ABSTRACT Leukotrienes (LT) play a role in inflammation, cardiovascular diseases, and cancer. Although some studies suggest that there are genes that determine variability of some LT-related phenotypes, the genetic influence on these phenotypes has not been evaluated.
The relative contributions of genetic and environmental influences to the 5-lipoxygenase pathway-related phenotypes (5-Lipoxygenase, five lipoxygenase activating protein (FLAP), LTA(4)-hydrolase and LTC(4)-synthase expression, and LTB(4)-plasma concentration and LTB(4) production by stimulated whole blood) were assessed in a sample of 934 individuals in 35 extended families. Our design is based on extended families recruited through a probands with idiopathic thrombophilia. This strategy allows us the analysis of the effects of measured covariates (such as sex, age and smoking), genes, and environmental variables shared by members of a household.

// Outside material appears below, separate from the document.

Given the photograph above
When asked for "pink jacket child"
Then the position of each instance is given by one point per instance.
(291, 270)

All of these phenotypes showed significant genetic contributions, with heritabilities ranging from 0.33 to 0.51 for enzyme expression and from 0.25 to 0.50 for LTB(4) production of the residual phenotypic variance. Significant phenotypic and genetic correlation among the LT-related traits was found. More importantly, FLAP and LTA(4)-hydrolase expression exhibit significant genetic correlations with arterial thrombosis, indicating that some of the genes that influence quantitative variation in these phenotypes also influence the risk of thrombosis.
This is the first study that quantifies the genetic component of 5-Lipoxygenase pathway phenotypes. The high heritability of these traits and the significant genetic correlations between arterial thrombosis and some of these phenotypes suggest that the exploitation of correlated quantitative phenotypes will aid the search for susceptibility genes.